As locusts rage in the biggest attack for 25 years, the majority of Kenyans will never have seen the like, our average age being under 19. But the new invasion has also brought to a head the gulf in understanding that exists between those tasked with addressing the problem, and those only witnessing it.
To whit, on the decision to air spray. As it is, locusts move and breed in swarms. So effectively knocking them out requires that sprayers tackle the swarms directly and find the breeding grounds.
However, if the government cannot spray every locust across all the country’s regional air, that is not to say that it should stop reducing the locust numbers with the spraying it is doing. For every successful killing of a locust swarm saves millions of tonnes of food from destruction.
Do the sums and the merits become clear. In the sum, the basics: it takes locust from 10 days to hatch, and another 7 to 9 weeks to start laying their own eggs, so it’s roughly a two-month cycle. Each locust then lives for about three to five months eating its body weight every day, so around 75g a month, and females lay between 30 to 150 eggs over five weeks. Thus, every female locust in four months eats 300g herself, bears, say, 80 eggs that each eat 150g over two months, and half of which have laid 60 eggs by the end of that four months.
Without straining brains, that equals 744kg or three-quarters of a tonne of food being eaten per month by that one locust and its offspring within 16 weeks or so.
Thus, every locust that gets eliminated now, will save some ¾ tonne of crops from destruction per month, by April. Moreover, locusts can swarm at a density of 40 to 60 million per half square mile. Spray one half mile correctly and you save many millions of tonnes of food from destruction.
Yet, as the spraying proceeds, with the FAO recommended pesticides, not many people have joined the dots on how lucky we are that Parliament is in recess.
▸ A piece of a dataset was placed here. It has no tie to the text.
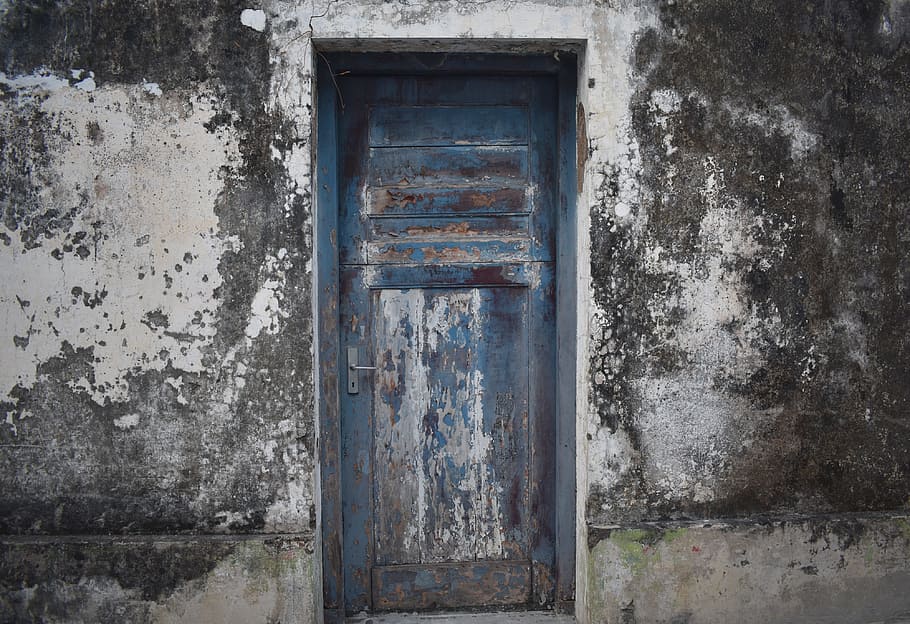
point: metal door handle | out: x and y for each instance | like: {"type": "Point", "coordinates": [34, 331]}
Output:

For, in the political adventure that is our post-2010 world, three NGOs have sought to move around legislative due process to get politicians to immediately ban 262 pesticides, including the active ingredient now being used to control the locusts.
The ingredient isn’t unsafe. It’s recommended by the UN body, its approved in the US, Australia, many other nations. But the NGOs have tried to get it banned on the back of a change in law in Europe. Yet, instead of proposing a bill that Kenya move to Europe’s new zero risk hazard assessment for pesticides, they have just gone to the parliamentary health committee and said Europe hasn’t approved these pesticides under its new regime, so we must ban them.
The new European regime will no longer approve any pesticide that could be a risk under any circumstance, not just in pest control: so if you personally drank a litre of the pesticide being used now in Isiolo, and ingesting it in large volumes made you vomit, that’s it: it cannot be used in minute quantities to stop locusts, under the new European rules.
Similarly, the pesticide that has stopped the destruction of 70 percent of our maize by the Fall Army Worm is on that banning list. So if that gets banned, you can forget about ugali too, on top of our locust swarms. We shall also lose anywhere up to 90 percent of our horticulture to everything from thrip onwards if those NGOs play mustard with parliamentary due process and impact assessments.
Indeed, I have written on this one before, for this is one that gets one grabbing for that emoji with the face slap hand: is Kenya really going to wipe out its agriculture for these NGOs? Can’t anyone wake up and do the numbers on the finished nation that will sit here in a year or two?
But there we are, let’s see if we can kill some locust until the politicians decide they are better alive, and I’ll just keep the face slap emoji well to hand.